August 26, 2015 | More Tips

It only takes one major hurricane to bring devastation to a particular region, which is why time and preparation are key factors to protecting personal property and lives. During Hurricane Preparedness Week, Marcus Robinson, director of safety and chief fire official at Broward College, is offering several helpful tips the community can put into practice before, during and after a storm.

Hurricane Safety Tips Infographic In preparation for hurricane season, every family should develop an emergency communication plan, detailing designated out-of-state relatives or friends as a primary contact person. Cell phones and landlines often don’t work during and after a storm, so it is important for families to arrange a local point of contact in case family members are separated. Social media also serves as an important resource for providing updates to loved ones after a storm.

As part of planning efforts, it is important to purchase insurance and photograph all expensive personal items. If this information is stored on a computer, though, the equipment should be protected by being covered and moved to a closet. As for paper documents or personal photographs, they should be placed in a portable plastic storage container so they are protected from the elements. They also should be easy to transport if an evacuation order is put into effect.

If an evacuation is ordered, compliance is necessary. Do not hesitate, but leave as soon as possible to avoid traffic, flooded roads or washed-out bridges. Since not everything can be packed into a car or taken to a hotel, be sure to prioritize a pre-assembled hurricane kit as well as protective clothing.

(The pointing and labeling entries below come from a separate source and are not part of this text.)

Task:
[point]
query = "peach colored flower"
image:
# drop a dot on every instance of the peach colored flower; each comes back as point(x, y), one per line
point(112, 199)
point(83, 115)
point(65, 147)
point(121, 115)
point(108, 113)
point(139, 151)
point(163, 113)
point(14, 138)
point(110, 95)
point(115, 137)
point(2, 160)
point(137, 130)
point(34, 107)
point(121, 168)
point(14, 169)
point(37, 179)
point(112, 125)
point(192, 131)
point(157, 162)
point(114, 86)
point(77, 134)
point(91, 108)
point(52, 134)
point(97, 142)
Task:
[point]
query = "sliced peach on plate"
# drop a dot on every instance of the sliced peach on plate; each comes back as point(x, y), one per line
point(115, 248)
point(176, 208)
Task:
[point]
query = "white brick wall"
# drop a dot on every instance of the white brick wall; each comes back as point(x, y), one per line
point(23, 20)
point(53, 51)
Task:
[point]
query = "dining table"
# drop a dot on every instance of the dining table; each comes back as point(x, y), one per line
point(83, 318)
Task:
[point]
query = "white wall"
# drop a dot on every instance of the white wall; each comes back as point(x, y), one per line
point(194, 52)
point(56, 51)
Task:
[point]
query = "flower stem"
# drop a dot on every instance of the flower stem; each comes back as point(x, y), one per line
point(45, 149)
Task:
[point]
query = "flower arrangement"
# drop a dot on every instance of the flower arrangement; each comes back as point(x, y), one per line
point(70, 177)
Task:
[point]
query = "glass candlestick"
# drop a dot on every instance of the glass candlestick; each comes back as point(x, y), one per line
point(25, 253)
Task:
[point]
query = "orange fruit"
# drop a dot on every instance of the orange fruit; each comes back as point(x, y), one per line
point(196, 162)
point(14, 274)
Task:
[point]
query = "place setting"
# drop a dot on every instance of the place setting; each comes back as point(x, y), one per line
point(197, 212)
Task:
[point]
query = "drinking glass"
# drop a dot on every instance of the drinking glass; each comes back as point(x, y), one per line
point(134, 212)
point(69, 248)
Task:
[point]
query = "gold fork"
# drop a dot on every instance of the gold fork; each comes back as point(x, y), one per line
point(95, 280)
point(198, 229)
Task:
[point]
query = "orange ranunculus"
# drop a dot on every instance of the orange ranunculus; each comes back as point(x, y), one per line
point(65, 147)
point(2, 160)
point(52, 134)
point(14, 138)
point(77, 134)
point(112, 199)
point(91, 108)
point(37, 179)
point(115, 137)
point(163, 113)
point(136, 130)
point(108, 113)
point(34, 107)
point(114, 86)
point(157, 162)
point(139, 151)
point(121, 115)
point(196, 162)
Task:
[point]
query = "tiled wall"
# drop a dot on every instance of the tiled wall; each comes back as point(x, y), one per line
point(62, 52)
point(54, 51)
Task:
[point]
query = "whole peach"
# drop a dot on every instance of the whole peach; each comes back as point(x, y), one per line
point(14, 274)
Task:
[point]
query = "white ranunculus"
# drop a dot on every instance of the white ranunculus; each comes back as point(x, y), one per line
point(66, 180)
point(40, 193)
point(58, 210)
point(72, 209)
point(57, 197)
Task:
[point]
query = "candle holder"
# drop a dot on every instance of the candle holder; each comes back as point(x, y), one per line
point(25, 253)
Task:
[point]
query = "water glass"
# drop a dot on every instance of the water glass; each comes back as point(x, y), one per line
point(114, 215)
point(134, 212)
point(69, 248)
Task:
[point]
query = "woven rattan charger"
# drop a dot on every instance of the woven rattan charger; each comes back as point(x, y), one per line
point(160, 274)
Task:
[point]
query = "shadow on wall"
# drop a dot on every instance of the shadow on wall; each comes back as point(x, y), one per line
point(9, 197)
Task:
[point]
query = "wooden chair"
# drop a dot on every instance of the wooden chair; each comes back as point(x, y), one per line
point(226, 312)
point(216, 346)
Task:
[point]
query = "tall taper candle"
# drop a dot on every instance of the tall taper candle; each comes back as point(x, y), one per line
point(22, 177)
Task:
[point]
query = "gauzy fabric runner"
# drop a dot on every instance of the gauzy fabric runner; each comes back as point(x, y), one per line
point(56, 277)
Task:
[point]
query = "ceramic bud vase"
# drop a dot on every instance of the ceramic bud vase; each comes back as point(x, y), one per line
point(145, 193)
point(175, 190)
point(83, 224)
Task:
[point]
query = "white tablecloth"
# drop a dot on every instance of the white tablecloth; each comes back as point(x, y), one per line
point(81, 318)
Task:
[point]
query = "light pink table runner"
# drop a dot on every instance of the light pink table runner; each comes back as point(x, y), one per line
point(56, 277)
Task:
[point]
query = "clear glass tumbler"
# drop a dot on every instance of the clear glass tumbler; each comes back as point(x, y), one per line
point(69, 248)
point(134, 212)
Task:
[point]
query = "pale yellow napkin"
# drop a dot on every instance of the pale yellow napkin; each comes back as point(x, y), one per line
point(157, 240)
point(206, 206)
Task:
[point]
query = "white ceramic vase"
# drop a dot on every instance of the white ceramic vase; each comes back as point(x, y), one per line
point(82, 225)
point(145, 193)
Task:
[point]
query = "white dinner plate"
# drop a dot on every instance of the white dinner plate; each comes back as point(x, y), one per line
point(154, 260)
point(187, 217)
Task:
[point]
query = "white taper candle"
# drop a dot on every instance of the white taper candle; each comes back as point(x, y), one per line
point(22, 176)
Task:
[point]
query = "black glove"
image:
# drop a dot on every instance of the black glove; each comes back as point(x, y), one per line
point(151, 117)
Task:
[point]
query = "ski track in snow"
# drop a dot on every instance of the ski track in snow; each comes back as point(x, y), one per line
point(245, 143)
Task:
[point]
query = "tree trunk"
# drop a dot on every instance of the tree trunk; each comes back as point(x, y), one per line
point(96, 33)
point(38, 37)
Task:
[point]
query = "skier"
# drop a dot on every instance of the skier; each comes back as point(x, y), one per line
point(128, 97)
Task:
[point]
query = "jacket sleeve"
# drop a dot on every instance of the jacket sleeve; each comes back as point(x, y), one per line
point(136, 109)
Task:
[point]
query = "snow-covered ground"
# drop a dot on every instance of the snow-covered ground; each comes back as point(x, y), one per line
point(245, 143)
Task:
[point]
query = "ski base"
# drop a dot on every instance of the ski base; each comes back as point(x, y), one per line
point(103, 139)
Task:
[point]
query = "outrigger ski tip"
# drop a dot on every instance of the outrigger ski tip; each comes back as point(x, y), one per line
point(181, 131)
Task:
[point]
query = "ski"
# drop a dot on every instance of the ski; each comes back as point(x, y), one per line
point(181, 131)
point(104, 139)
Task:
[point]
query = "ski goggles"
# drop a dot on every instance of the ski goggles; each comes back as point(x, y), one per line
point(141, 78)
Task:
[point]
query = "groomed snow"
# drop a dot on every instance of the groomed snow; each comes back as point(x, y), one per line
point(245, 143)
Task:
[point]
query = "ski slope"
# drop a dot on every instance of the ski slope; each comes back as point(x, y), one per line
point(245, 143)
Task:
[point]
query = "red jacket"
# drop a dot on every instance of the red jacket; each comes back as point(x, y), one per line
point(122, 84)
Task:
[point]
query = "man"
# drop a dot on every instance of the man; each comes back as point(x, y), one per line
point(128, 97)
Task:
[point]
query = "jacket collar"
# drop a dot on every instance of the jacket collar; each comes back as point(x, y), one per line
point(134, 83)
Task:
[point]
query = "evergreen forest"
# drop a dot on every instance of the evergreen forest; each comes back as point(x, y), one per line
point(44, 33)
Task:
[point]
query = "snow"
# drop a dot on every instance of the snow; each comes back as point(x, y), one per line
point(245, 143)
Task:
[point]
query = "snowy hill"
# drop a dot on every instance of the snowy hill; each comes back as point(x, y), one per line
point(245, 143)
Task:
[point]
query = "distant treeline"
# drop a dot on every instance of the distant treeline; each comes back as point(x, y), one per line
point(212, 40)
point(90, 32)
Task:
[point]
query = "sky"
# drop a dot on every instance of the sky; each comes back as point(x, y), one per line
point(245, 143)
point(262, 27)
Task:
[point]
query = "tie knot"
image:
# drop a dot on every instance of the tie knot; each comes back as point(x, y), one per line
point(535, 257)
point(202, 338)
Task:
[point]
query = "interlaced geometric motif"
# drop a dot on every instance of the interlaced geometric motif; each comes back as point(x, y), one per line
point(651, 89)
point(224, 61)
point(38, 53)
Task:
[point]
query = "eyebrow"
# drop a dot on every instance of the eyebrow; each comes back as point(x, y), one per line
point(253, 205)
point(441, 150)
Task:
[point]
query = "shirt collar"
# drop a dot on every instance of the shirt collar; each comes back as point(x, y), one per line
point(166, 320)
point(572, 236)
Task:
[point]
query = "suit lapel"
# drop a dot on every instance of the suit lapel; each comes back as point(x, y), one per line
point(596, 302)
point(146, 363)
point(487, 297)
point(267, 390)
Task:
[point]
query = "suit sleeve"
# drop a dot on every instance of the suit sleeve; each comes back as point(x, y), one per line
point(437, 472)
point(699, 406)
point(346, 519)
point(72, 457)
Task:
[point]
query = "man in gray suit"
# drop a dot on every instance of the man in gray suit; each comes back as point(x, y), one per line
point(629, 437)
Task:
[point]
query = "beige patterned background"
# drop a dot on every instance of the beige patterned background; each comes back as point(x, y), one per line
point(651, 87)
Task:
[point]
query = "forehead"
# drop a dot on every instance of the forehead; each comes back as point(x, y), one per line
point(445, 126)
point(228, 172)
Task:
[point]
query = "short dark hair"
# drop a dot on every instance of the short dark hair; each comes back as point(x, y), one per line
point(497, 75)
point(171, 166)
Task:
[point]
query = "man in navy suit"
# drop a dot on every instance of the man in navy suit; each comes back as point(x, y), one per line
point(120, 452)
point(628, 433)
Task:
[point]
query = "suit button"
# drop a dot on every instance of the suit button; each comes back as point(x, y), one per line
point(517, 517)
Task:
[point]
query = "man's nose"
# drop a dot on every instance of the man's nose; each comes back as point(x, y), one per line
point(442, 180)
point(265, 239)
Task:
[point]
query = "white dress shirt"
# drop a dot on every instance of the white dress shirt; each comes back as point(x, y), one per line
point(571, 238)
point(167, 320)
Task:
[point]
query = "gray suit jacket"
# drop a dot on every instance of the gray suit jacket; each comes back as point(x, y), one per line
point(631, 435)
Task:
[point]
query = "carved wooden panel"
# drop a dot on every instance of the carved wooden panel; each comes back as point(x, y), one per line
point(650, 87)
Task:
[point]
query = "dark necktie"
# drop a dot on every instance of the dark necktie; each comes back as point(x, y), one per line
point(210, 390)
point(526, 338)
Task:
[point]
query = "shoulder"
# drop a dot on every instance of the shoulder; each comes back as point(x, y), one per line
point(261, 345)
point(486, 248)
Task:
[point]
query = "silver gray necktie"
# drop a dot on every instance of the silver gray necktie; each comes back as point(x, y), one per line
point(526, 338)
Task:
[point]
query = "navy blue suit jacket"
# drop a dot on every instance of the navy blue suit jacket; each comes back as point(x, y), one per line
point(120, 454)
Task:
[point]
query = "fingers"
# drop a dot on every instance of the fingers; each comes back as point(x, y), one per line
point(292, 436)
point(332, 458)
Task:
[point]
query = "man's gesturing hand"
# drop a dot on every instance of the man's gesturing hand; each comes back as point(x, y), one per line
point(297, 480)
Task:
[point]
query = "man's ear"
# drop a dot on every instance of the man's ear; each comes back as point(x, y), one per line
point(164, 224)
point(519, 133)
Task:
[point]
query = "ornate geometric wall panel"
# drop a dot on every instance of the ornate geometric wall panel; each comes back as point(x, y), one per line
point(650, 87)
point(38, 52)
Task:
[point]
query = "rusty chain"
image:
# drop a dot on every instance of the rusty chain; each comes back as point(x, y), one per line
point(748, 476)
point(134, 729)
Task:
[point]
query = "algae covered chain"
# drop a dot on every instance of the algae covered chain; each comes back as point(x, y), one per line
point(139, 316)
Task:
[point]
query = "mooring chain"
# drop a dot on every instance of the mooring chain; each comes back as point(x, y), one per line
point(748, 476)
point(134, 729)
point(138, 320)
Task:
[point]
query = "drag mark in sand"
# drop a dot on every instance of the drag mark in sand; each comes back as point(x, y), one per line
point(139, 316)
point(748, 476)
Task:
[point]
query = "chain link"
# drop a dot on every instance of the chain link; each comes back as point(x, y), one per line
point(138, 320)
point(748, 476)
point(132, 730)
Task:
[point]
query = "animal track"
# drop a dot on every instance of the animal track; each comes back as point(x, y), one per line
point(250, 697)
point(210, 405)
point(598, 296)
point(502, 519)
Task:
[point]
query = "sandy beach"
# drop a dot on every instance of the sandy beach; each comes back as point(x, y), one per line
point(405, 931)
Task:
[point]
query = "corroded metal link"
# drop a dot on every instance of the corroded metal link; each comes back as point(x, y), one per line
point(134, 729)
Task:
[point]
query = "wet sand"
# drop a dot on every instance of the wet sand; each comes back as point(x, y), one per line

During a storm, it is important to remain indoors in an interior room away from windows. Remember, everything is calm when the eye of the storm passes overhead, but  do not venture outside, as the second half of the storm will follow shortly.

Being cautious after a storm is just as important as before and during one. There are many dangers, including fire and carbon monoxide. Use caution when operating a generator by following all of the manufacturer’s instructions and guidelines, and using the correct size and type of power cord to carry the electric load.